When confronted with this scenario I would have to say that I personally wouldn’t do anything. I don’t know any endangered species personally and wouldn’t know an endangered plant if I stood on one. If I did, I would find myself in the same state of complacency because I don’t feel I’m in a position to do much anyway due to my lack of finances and basic motivation.
On the other hand one would have to ask whether the endangered species was a socialist or a member of the New Zealand Labour Party, in which case I would again say let them eat to their hearts content because obviously as far as a species go, they’re not on my top ten list of animals I want to save… actually they’re on my top ten list of Animals I want to See Stranded on a Melting Iceberg.
But all of the above is irrelevant and completely stupid.
I don’t worry all too much about this sort of thing because frankly the second law of thermodynamics… or the law of entropy… or in laymen’s terms the law of everything going to the dogs is at work and when we are confronted with yet another creature passing into the past or a plant withering in the winds of history its nothing new under the sun. It’s been happening since the fall of the first man, and his lovely wife.
We live in a funny society where we tell ourselves that everything is evolving into more complex and vibrant thingamajigs but with the other half of our brain we hit the panic button when something comes along and says “I’m leaving this planet forever” and “oops, nothing is going to replace me when I’m gone. I just shake my head…

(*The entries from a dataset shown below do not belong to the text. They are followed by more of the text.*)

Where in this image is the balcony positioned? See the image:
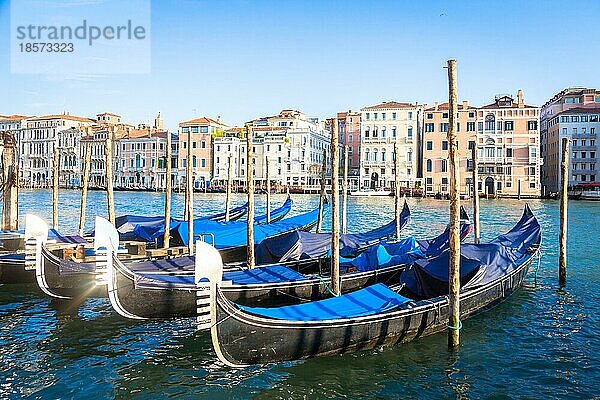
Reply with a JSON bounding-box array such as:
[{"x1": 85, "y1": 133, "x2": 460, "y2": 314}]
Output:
[
  {"x1": 571, "y1": 157, "x2": 596, "y2": 162},
  {"x1": 571, "y1": 132, "x2": 596, "y2": 139}
]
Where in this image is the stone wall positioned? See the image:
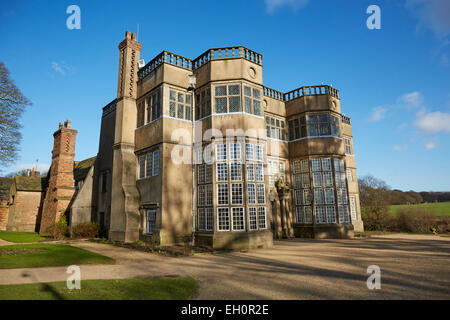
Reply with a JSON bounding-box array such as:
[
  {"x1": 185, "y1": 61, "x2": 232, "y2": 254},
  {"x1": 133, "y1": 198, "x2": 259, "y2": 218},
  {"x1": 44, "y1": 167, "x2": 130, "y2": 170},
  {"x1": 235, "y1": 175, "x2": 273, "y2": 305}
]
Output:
[
  {"x1": 7, "y1": 191, "x2": 42, "y2": 232},
  {"x1": 0, "y1": 200, "x2": 9, "y2": 231},
  {"x1": 39, "y1": 120, "x2": 77, "y2": 235}
]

Biodiversity is a clever machine of weights and balances. I’m no science pro but I seem to know, thanks to years of Steve Irwin and the Odd trip to the zoo, that an ecosystem is a delicate thing where creatures and plants alike depend upon each other for their very survival. If one thing goes extinct the thing that needed it has to depend on something else for the thing it got. If it doesn’t get it then that thing dies and the thing that needed it goes along the same slippery route towards extinction and is remembered only in blogs and misinformed text books.
Has anyone outside of the world of Church ever noticed however, that if you press the rewind button on the situation that there must have been a time of perfect environment? Maybe I have jumped one step ahead of everyone here but imagine if the things that became extinct this year never became extinct and the things that were wiped out last year were still here and the things before that and the things before that…. Etc…
…surely you end up with a world of pure biodiversific perfection? I’ll leave you to ponder the ramifications of that prospect but I’ll give you a hint – it smells like Genesis to me! (But if you’re not satisfied these guys explain it much better than I do http://creation.com/ecology-biodiversity-and-creation)
The real reason why I simply don’t care enough to get all flustered and frazzled over the possibility that some diabolically rare sloth out there is right now eating the last of a plant that could probably cure toenail cancer is simply that as a Christian I am promised a time of restoration in the hopefully not too distant future when Jesus Christ will return and restore all things. That’s not to say that I am irresponsible with my plastics and odd socks but there’s no point in getting upset about it… we live in a fallen world (read Genesis Chapter 3 folks) and there’s only one way out.
I’m not afraid to say that His name is Jesus Christ, and if you don’t know him yet, then my friend, you are the endangered species and I sincerely hope you don’t eat your last plant before you discover that fact. (http://www.biblegateway.com/passage/?search=john+3:16)
Now that I have not in anyway answered the above question – does anyone else have anything they would like to ask?